Ma la fuga più spettacolare a bordo di un aerostato fatto in casa avvenne dalla ex Germania Est, esattamente con decollo nei pressi della cittadina di Pössneck, protagoniste le famiglie Strelzyks e Wetzels, otto persone in tutto. Da questa vicenda nel 1982 fu tratto il film “Fuga nella notte” di Delbert Mann al quale liberamente mi ispiro, sperando che il regista non abbia manipolato la realtà ai fini dello spettacolo.

Günter Wetzel con l'aiuto dei famigliari cuce una mongolfiera procurandosi grandi quantità di stoffa (la solita “taffetà) con il pretesto di farne tende da campeggio. Nel frattempo l'amico Peter Strelzyk sperimenta la costruzione di un bruciatore per produrre l'aria calda. Non è facile muoversi in un ambiente dove la polizia segreta della DDR, la famigerata Stasi, e le sue spie sono dappertutto. Anche i vicini si fanno sospettosi, il progetto è dei più temerari, cosicché i Wetzel ci ripensano ed il 3 luglio 1979, con a bordo solo gli Strelzyk, l'aerostato spicca un primo volo sopra il confine tra le due Germanie.
Finisce male. Il bruciatore artigianale si spegne, la mongolfiera si sgonfia e impatta a poche centinaia di metri dal confine. Gli occupanti fuggono, ma una guardia di frontiera trova il mezzo e la Stasi si mette sulle loro tracce. Entra in scena il colonnello Koerner, un mastino che non darà loro tregua.

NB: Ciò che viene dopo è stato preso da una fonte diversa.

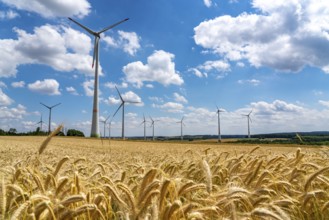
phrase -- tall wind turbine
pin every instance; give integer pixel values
(144, 122)
(248, 120)
(123, 102)
(41, 123)
(219, 134)
(105, 124)
(181, 127)
(50, 108)
(97, 35)
(152, 125)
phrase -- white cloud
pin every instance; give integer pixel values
(19, 84)
(179, 98)
(171, 107)
(207, 3)
(198, 73)
(132, 97)
(2, 85)
(112, 85)
(53, 8)
(285, 35)
(128, 97)
(129, 41)
(219, 68)
(324, 103)
(72, 90)
(4, 99)
(47, 87)
(156, 99)
(49, 45)
(159, 68)
(8, 114)
(254, 82)
(10, 14)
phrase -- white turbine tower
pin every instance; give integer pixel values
(123, 102)
(152, 125)
(219, 133)
(248, 120)
(41, 123)
(144, 122)
(50, 108)
(105, 124)
(97, 35)
(181, 127)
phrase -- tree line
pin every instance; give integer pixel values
(39, 132)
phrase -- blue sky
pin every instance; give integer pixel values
(178, 58)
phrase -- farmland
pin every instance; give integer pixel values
(100, 179)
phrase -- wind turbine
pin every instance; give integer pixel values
(41, 123)
(105, 123)
(50, 108)
(97, 35)
(218, 113)
(123, 111)
(144, 122)
(181, 127)
(248, 120)
(152, 124)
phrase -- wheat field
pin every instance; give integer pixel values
(81, 178)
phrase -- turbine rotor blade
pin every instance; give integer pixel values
(95, 50)
(84, 27)
(45, 105)
(118, 109)
(119, 94)
(55, 105)
(112, 26)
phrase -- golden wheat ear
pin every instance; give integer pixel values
(46, 142)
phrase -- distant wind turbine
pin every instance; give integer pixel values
(219, 133)
(248, 120)
(105, 124)
(41, 123)
(144, 122)
(123, 102)
(50, 108)
(152, 125)
(181, 127)
(97, 35)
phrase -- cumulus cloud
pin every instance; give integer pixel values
(19, 84)
(72, 90)
(10, 14)
(172, 107)
(159, 68)
(129, 41)
(59, 47)
(46, 87)
(4, 99)
(112, 85)
(12, 113)
(179, 98)
(128, 97)
(285, 35)
(207, 3)
(53, 8)
(324, 103)
(219, 68)
(254, 82)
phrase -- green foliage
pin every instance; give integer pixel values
(73, 132)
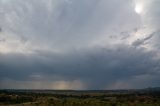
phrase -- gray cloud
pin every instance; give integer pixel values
(78, 44)
(99, 68)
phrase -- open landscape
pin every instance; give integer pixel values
(141, 97)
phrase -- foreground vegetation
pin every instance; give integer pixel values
(79, 98)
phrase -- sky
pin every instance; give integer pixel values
(79, 44)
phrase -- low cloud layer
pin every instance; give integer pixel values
(72, 44)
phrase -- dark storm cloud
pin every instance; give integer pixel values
(79, 44)
(99, 68)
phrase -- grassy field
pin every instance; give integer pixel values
(79, 98)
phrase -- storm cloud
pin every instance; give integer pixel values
(79, 44)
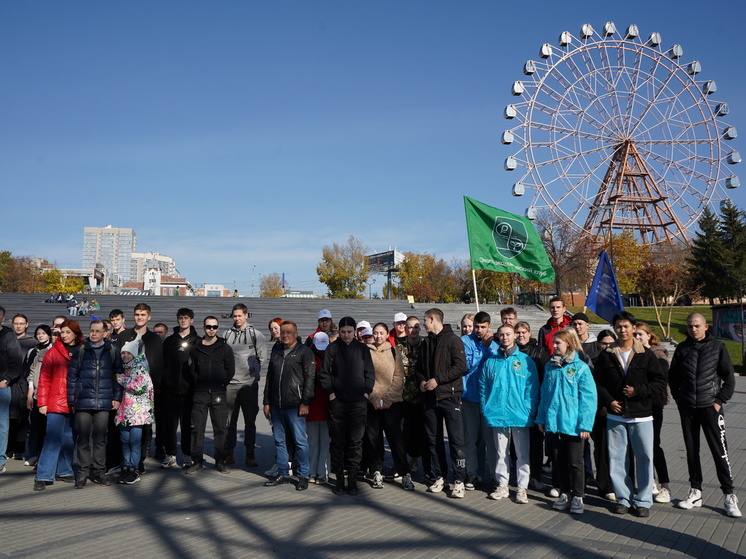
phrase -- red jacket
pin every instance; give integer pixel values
(52, 391)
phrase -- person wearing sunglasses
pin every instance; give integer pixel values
(212, 367)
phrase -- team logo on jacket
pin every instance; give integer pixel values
(510, 236)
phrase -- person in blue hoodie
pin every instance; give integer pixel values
(568, 408)
(480, 448)
(509, 396)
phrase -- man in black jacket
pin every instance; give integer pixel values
(702, 380)
(288, 392)
(629, 378)
(176, 390)
(347, 375)
(212, 367)
(11, 360)
(439, 369)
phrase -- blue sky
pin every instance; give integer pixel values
(240, 137)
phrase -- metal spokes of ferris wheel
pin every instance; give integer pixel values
(616, 132)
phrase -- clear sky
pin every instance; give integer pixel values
(240, 137)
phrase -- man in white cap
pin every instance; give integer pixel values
(324, 325)
(398, 334)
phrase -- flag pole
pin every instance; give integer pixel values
(474, 280)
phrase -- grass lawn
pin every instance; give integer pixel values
(678, 326)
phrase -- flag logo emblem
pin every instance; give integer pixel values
(510, 236)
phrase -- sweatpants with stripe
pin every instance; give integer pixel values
(712, 423)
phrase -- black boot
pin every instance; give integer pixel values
(339, 488)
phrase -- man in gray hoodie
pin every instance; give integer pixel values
(250, 351)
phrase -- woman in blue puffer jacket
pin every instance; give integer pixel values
(509, 396)
(567, 408)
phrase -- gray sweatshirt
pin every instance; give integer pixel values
(248, 360)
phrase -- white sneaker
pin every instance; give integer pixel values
(169, 462)
(563, 503)
(459, 491)
(576, 507)
(731, 506)
(501, 492)
(663, 496)
(521, 496)
(694, 499)
(437, 486)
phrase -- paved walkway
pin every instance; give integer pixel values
(214, 515)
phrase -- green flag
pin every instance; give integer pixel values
(504, 242)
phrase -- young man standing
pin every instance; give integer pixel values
(440, 366)
(177, 391)
(478, 439)
(212, 368)
(288, 392)
(702, 381)
(558, 320)
(249, 352)
(629, 378)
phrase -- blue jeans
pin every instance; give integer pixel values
(288, 418)
(131, 438)
(4, 423)
(57, 452)
(640, 437)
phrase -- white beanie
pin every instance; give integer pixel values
(132, 347)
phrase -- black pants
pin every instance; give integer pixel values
(386, 421)
(536, 451)
(242, 399)
(37, 430)
(659, 457)
(346, 430)
(601, 455)
(712, 423)
(90, 443)
(570, 465)
(448, 410)
(176, 410)
(213, 402)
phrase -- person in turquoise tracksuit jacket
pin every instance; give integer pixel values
(509, 396)
(568, 407)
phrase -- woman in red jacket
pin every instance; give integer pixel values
(57, 453)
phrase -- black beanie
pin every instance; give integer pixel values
(347, 321)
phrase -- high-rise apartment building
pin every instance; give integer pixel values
(111, 247)
(143, 261)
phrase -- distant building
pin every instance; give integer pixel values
(112, 247)
(142, 261)
(213, 290)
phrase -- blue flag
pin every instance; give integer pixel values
(604, 297)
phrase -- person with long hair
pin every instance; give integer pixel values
(567, 408)
(55, 461)
(661, 491)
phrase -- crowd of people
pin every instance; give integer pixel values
(585, 410)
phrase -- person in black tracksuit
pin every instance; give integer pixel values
(177, 397)
(439, 369)
(212, 367)
(702, 380)
(348, 377)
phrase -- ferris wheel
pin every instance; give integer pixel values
(616, 132)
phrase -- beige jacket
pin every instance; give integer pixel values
(389, 376)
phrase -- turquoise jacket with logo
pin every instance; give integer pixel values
(509, 389)
(568, 397)
(476, 353)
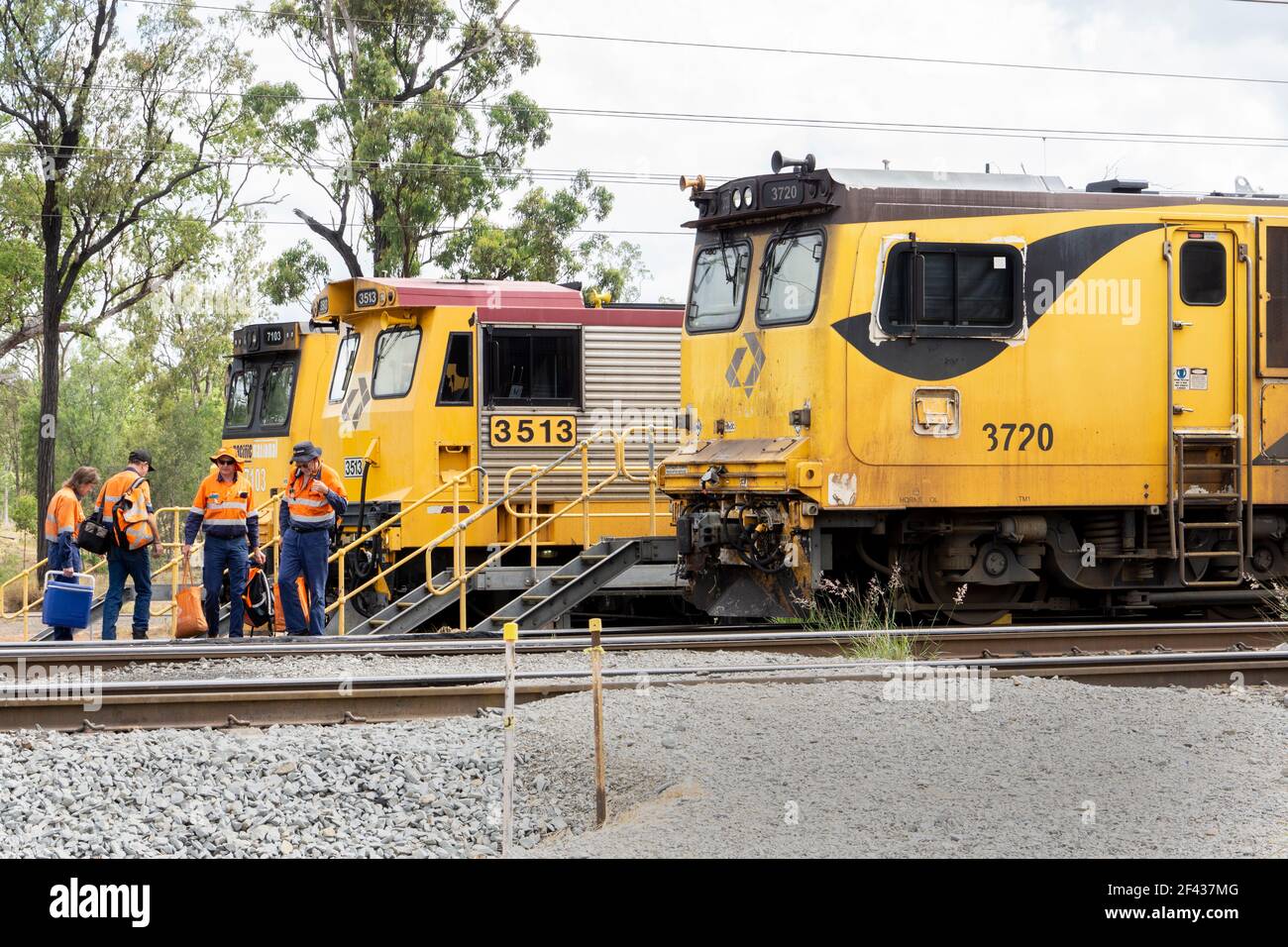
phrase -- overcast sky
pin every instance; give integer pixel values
(1194, 37)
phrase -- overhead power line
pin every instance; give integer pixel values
(180, 218)
(778, 51)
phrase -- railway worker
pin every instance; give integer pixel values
(314, 496)
(62, 521)
(224, 510)
(129, 557)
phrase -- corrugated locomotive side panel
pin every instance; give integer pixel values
(631, 376)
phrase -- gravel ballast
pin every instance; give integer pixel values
(378, 665)
(1051, 768)
(1047, 768)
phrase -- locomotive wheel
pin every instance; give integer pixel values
(941, 590)
(369, 602)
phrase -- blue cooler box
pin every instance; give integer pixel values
(65, 604)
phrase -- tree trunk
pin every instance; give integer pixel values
(52, 312)
(378, 240)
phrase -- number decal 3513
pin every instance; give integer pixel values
(1019, 437)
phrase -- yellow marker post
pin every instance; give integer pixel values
(510, 634)
(596, 690)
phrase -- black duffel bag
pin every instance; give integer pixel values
(95, 534)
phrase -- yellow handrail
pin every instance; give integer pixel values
(462, 575)
(343, 596)
(171, 565)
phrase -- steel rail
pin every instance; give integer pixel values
(1020, 641)
(335, 699)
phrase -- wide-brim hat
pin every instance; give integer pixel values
(305, 451)
(217, 455)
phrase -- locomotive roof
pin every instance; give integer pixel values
(425, 292)
(494, 300)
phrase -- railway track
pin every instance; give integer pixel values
(954, 643)
(267, 701)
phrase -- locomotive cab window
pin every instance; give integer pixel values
(533, 367)
(455, 385)
(274, 402)
(719, 287)
(344, 359)
(1202, 272)
(241, 393)
(789, 287)
(394, 363)
(952, 290)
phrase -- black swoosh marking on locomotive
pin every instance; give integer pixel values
(1275, 454)
(936, 360)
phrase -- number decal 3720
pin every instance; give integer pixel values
(1019, 437)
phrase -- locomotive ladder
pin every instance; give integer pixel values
(1201, 509)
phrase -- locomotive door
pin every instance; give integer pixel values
(1203, 328)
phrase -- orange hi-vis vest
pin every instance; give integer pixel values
(64, 514)
(133, 526)
(223, 504)
(308, 506)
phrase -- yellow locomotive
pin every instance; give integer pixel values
(1021, 395)
(275, 389)
(459, 392)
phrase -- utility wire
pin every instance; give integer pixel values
(1181, 138)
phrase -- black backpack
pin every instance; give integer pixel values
(258, 598)
(95, 534)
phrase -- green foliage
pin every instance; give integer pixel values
(295, 275)
(22, 509)
(542, 244)
(616, 270)
(423, 127)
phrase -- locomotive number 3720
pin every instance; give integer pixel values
(1004, 436)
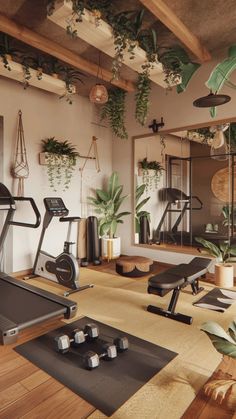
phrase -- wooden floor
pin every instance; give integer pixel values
(27, 392)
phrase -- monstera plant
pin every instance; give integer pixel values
(107, 205)
(225, 343)
(221, 73)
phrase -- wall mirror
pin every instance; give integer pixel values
(184, 186)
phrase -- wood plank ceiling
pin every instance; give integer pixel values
(195, 25)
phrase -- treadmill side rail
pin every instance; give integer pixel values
(8, 331)
(70, 306)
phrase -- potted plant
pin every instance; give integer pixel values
(224, 271)
(60, 158)
(138, 209)
(151, 172)
(107, 205)
(222, 390)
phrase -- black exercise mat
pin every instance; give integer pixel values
(113, 382)
(218, 299)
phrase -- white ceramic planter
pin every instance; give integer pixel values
(110, 248)
(224, 275)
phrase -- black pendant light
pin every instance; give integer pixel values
(211, 100)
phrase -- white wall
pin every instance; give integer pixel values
(177, 111)
(44, 115)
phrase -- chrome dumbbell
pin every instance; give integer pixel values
(92, 359)
(63, 342)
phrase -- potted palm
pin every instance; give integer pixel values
(224, 270)
(107, 205)
(222, 390)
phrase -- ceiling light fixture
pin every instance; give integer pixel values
(213, 99)
(98, 94)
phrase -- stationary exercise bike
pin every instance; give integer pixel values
(64, 268)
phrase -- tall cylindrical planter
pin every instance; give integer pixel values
(110, 248)
(224, 275)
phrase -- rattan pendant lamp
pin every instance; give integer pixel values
(98, 94)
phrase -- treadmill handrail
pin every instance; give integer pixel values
(36, 212)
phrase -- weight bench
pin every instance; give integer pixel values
(175, 279)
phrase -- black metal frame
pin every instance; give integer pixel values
(170, 312)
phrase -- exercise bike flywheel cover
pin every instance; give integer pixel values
(211, 100)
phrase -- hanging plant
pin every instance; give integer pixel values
(220, 75)
(6, 50)
(114, 111)
(126, 27)
(142, 97)
(61, 161)
(177, 66)
(151, 172)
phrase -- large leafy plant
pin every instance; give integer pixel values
(139, 212)
(225, 343)
(61, 160)
(221, 73)
(222, 252)
(107, 205)
(114, 112)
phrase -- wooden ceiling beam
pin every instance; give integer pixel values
(35, 40)
(162, 12)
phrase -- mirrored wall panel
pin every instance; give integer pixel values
(184, 187)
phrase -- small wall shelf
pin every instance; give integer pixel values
(48, 83)
(101, 38)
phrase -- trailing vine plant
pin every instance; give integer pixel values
(114, 111)
(61, 161)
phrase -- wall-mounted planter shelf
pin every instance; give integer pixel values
(101, 38)
(45, 159)
(53, 159)
(48, 83)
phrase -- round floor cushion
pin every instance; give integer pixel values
(133, 266)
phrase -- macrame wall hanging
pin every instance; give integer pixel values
(92, 154)
(20, 169)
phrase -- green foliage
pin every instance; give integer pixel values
(177, 64)
(107, 204)
(6, 49)
(227, 213)
(222, 252)
(61, 162)
(114, 112)
(140, 204)
(225, 343)
(221, 73)
(142, 97)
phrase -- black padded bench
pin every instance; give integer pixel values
(174, 279)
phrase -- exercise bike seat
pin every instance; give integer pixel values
(69, 219)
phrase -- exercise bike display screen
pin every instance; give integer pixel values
(55, 206)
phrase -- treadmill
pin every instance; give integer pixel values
(177, 202)
(23, 305)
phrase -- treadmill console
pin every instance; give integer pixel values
(55, 207)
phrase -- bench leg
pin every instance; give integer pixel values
(195, 287)
(170, 312)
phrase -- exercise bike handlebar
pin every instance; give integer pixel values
(36, 212)
(69, 219)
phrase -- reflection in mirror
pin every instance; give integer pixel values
(185, 188)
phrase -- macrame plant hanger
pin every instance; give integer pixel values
(92, 154)
(20, 169)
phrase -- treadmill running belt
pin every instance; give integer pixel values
(23, 307)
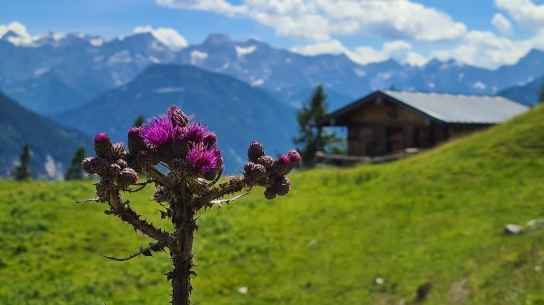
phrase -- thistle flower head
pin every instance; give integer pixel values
(203, 160)
(177, 117)
(255, 151)
(158, 131)
(195, 133)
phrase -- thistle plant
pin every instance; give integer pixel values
(192, 166)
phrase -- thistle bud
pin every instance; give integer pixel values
(281, 166)
(100, 166)
(135, 141)
(118, 151)
(212, 175)
(269, 194)
(265, 161)
(294, 157)
(281, 186)
(255, 151)
(179, 166)
(177, 117)
(199, 186)
(103, 146)
(161, 195)
(253, 172)
(86, 165)
(127, 177)
(114, 170)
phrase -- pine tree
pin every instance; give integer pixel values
(74, 172)
(21, 171)
(313, 138)
(139, 121)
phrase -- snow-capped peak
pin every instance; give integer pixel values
(167, 36)
(243, 51)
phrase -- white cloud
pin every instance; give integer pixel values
(318, 20)
(398, 50)
(524, 12)
(216, 6)
(486, 50)
(502, 24)
(16, 27)
(169, 37)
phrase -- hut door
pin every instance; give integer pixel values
(394, 139)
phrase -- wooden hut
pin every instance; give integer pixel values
(387, 122)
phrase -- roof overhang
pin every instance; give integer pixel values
(336, 118)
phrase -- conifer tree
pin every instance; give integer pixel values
(74, 172)
(21, 171)
(313, 138)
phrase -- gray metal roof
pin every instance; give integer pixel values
(459, 108)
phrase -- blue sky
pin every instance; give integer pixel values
(485, 33)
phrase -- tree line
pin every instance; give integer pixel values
(311, 138)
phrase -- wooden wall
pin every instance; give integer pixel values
(381, 127)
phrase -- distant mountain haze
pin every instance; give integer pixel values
(237, 112)
(52, 145)
(56, 73)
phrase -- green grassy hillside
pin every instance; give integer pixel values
(435, 217)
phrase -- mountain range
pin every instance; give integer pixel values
(54, 73)
(52, 145)
(237, 112)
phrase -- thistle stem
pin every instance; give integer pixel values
(182, 255)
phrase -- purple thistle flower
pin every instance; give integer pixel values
(195, 133)
(159, 131)
(177, 117)
(101, 136)
(203, 160)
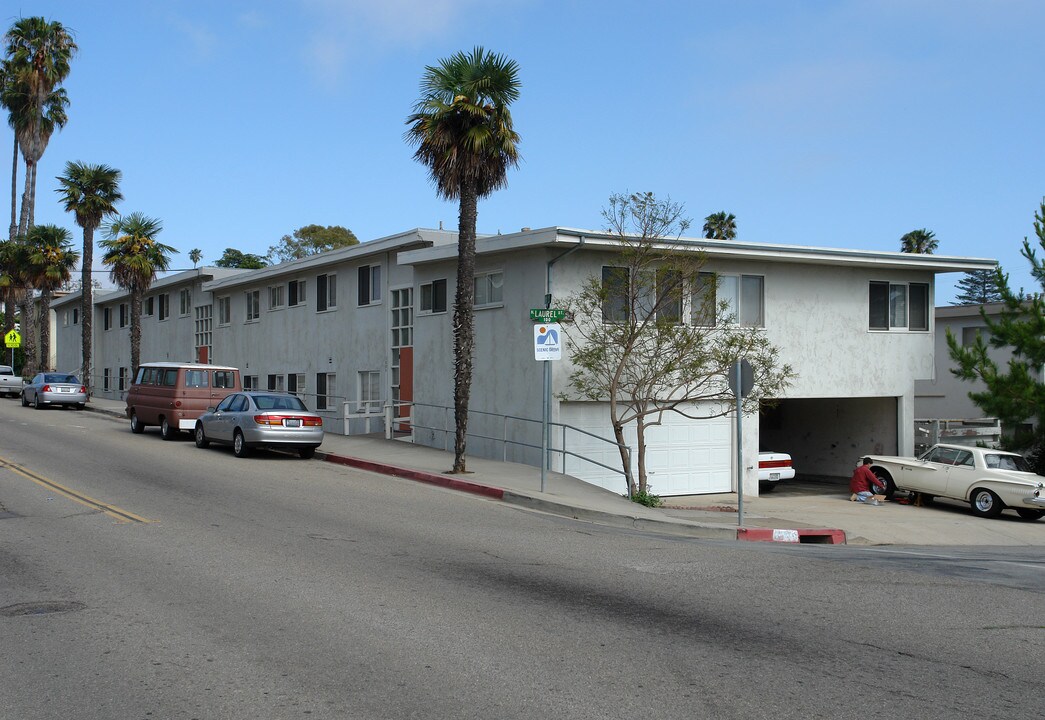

Il pericolo di essere arrestati induce Peter a riprovarci e questa volta si aggregano anche i Wetzel che nel frattempo hanno cambiato nuovamente idea. Magari non sono troppo convinti sulla fattibilità del piano, ma la paura di finire nelle sgrinfie della Stasi gioca il suo ruolo. Nel frattempo Koerner gli sta ormai con il fiato sul collo ed ha raccolto prove e testimonianze contro di loro.
Neanche a farlo apposta, proprio mentre gli sta per piombare in casa la notte del 15 settembre 1979 i fuggiaschi tentano di nuovo: l'aerostato si gonfia e le due famiglie salgono nel cestello. Un inizio di incendio del tessuto viene rapidamente spento. Il mezzo s'invola inseguito da Koerner in elicottero, ma il bruciatore esaurisce il propano e inizia la discesa fino all'impatto in una radura. Insieme al propano finiscono anche le mie speranze che il regista si sia attenuto alla realtà, perché un elicottero che non riesce ad acciuffare una mongolfiera fatta in casa e per lo più a secco di gas esiste solo nella fantasia, come Dedalo ed Icaro. Ma non fa nulla.
Quello che importa è il lieto fine. Gli otto fuggitivi sono tutti incolumi anche se non sanno dove sono atterrati, altra cosa difficile da credere: se c'è un confine, o stai di qua, o stai di là, cribbio! Non è che le possibilità sono infinite …
A levarli dal dubbio ci penserà un esterrefatto poliziotto, ma fortunatamente questa volta è una guardia della Germania Ovest, non della Stasi! Insomma, la lepre è fuggita.

Bene. Se siete sopravvissuti fino a qui senza badare troppo alle imprecisioni tra aerostati, palloni, mongolfiere – e grazie al cielo non ho toccato l'argomento dirigibili – vi meritate un giro in mongolfiera. Lepre o segugio?